Passons sur les cas où une telle médiation est impossible : une prostituée (l'accusée) face à son " client " (la victime?) ou un trafiquant de drogue face à un consommateur, entre autres cas de figure. Le problème fondamental, avec un tel mécanisme, c'est qu'il réduit la médiation au statut de simple interface entre deux personnes devant régler un différend centré sur la question de la réparation du tort dont l'une d'elles a été victime.

Cela ne veut pas dire que la justice réparatrice veuille priver l'État de sa capacité d'édicter la norme; mais en écartant le plus possible l'État (voire en l'excluant complètement) de l'application de cette norme, on tend à enlever à celle-ci son caractère " transcendant ", à l'étioler dans toutes sortes d'accomodements n'ayant pas reçu l'imperium de l'État, par le fait même amputé d'une partie de sa puissance.

Une affaire de symbole

Derrière l'idée de justice réparatrice, on retrouve au fond celles de transparence et d'authenticité, qui imprègnent si fortement l'air du temps présent. Comme s'il suffisait de " se mettre à table ", de parler franchement de ses remords (voire, de ses souffrances) pour que le préjudice subi puisse être sinon réparé, du moins atténué, et éventuellement pardonné.

Il y a là une conception psychologisante de la réalité sociale qui fait l'impasse sur la dimension symbolique - irréductible aux bonnes intentions - qui la fonde.

La justice pénale est d'abord une affaire symbolique. Elle est l'affirmation de l'Interdit sur lequel s'érige le monde. Nous sommes donc ici dans l'ordre du non négociable : aucune technique de gestion - même guidée par un souci d'efficacité ou de compassion - ne saurait réduire la distance entre le monde et la représentation qu'on s'en fait sans briser le miroir dans lequel la société se réfléchit et se donne à elle-même les normes de son action.

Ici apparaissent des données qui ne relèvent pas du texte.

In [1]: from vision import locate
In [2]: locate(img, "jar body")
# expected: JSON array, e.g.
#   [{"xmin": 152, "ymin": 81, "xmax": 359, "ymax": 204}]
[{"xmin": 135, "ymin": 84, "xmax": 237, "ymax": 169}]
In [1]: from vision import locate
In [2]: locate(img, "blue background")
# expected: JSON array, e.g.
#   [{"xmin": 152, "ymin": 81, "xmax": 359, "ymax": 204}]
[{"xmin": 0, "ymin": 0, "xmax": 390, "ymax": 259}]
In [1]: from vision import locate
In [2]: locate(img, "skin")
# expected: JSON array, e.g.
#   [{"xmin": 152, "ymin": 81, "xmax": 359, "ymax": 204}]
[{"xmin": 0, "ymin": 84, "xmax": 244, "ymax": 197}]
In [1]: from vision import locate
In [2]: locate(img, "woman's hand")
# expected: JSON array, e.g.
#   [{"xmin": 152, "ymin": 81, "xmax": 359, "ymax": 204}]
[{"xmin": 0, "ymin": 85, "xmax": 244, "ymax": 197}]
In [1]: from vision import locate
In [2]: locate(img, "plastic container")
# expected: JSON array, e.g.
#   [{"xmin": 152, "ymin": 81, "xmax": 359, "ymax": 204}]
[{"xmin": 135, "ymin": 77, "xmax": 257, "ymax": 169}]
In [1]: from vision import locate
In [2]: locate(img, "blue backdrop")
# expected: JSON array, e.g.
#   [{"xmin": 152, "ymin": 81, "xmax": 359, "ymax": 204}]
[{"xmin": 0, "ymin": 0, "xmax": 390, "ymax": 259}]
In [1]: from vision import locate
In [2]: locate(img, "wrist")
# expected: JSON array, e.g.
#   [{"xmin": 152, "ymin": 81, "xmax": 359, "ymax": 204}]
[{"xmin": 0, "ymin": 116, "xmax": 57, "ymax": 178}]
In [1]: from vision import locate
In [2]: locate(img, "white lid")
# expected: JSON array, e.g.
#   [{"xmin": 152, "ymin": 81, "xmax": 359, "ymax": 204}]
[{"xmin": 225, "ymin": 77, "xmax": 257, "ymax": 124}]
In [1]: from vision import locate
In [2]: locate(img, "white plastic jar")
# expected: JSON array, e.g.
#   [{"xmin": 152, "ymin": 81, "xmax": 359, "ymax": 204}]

Le monde humain est une réalité instituée, fondée sur des images qui en tracent les limites. L'État est au coeur de cette fiction, dont il assure la pérennité afin de maintenir l'ordre social. Quand un crime est commis, quand l'Interdit est transgressé, cette fiction se trouve remise en question; ce n'est pas une multitude de petits fiefs engagés dans des mécanismes de médiation qui peuvent alors rétablir une image commune du monde, prenant pour chacun une valeur d'injonction à respecter.

Le support aux victimes est une chose (tout comme la réhabilitation des criminels); l'affirmation étatique de l'Interdit (continuellement réitérée dans la " gestion " de la criminalité) en est une autre. À trop vouloir les mélanger, on risque de faire de la société une victime dont les préjudices subis seraient alors irréparables.

Référence : de Villette, Thérèse et Pichette, Jean, "Peut-on réparer la justice?", Relations, novembre 2000 (664), p. 28-29.